Doxycycline, a tetracycline, inhibits MMPs activity by a mechanism that is independent of its antimicrobial activity. Doxycycline-mediated inhibition of the MMP-13 favorably influences tendon-to-bone healing. Up-regulated MMP-13 expression reflects increased degradation of matrix proteins. MMP-13 plays an important role in the regulation of tendon extracellular matrix degradation and tissue remodeling. In vivo and in vitro studies have demonstrated that tetracycline group antibiotics reduce the cartilage and tendon degeneration that is associated with increased MMP activity [2,21,24,25].
Researchers defined that MMP inhibitors may reduce pathologic tissue degradation and favorably influence healing after rotator cuff repair [7,26]. Bedi et al. investigated the effect of MMP inhibition after rotator cuff repair in a rat model and reported that MMPs are most active at the immediate postoperative period. They demonstrated that MMP activity returned to basal levels and was less susceptible to inhibition by doxycycline at the 4 weeks postoperatively [21].
The objective of the present study was to determine the effect of doxycycline in the shoulder joint in a diabetic rat model. However, we could not demonstrate any histopathological difference in the shoulder joints of the doxycycline-treated diabetic rats. Our study had several limitations. Our main limitation, it seems that the length of diabetes (3 weeks) is clearly not enough to induce any negative effects on the shoulder joint. This time should be longer to show any negative effect of the shoulder joint. Another limitation, we applied doxycycline only for 2 weeks. Time-dependent activity of the MMP inhibitors could be studied in larger groups.

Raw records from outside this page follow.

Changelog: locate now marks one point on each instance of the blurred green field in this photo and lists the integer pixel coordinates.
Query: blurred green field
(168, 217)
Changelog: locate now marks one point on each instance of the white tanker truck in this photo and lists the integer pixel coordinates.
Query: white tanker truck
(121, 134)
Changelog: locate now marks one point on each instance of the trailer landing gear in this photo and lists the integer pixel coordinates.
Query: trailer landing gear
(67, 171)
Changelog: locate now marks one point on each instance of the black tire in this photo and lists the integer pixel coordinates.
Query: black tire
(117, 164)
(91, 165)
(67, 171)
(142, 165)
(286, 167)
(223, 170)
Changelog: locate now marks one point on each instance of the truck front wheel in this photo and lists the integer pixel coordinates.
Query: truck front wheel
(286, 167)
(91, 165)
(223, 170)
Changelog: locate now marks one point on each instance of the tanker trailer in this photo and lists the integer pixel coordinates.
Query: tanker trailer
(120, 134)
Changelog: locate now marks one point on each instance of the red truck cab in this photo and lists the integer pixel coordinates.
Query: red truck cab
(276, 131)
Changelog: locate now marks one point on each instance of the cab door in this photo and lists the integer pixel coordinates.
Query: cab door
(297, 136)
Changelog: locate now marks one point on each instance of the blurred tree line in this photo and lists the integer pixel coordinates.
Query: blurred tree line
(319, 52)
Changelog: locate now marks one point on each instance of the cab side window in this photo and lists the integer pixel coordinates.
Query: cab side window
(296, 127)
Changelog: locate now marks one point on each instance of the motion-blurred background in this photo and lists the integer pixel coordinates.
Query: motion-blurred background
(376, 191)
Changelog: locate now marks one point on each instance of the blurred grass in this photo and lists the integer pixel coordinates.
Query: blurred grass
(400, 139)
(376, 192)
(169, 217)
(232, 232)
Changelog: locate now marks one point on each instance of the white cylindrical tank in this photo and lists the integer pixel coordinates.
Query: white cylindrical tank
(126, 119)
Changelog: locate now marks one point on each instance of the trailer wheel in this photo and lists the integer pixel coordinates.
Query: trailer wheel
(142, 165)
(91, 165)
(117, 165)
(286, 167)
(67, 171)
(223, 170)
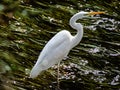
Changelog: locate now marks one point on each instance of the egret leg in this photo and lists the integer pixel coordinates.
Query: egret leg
(58, 82)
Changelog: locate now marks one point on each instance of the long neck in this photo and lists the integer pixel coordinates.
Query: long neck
(77, 38)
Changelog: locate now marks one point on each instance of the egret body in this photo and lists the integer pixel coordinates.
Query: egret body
(60, 45)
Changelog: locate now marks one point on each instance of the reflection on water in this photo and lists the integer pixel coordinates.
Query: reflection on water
(93, 64)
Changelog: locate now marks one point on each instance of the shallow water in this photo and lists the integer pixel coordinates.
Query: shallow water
(92, 65)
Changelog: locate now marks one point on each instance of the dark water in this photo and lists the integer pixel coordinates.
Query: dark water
(26, 26)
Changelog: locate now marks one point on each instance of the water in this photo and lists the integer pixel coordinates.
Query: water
(92, 65)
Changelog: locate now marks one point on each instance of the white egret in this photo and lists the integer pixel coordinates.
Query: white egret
(60, 45)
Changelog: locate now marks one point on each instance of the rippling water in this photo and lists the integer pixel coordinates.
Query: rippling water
(92, 65)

In conclusion, despite the considerable correlative evidence relating extracellular matrix glycation to diabetes, little is known of how extracellular modification. Biological modulation of the activity of endogenous MMPs to basal levels may reduce pathological tissue degeneration in the diabetic shoulder joint in humans. Further studies with larger groups are needed to define the mechanism(s) of MMP inhibitors in shoulder joint pathologies due to chronic diabetes.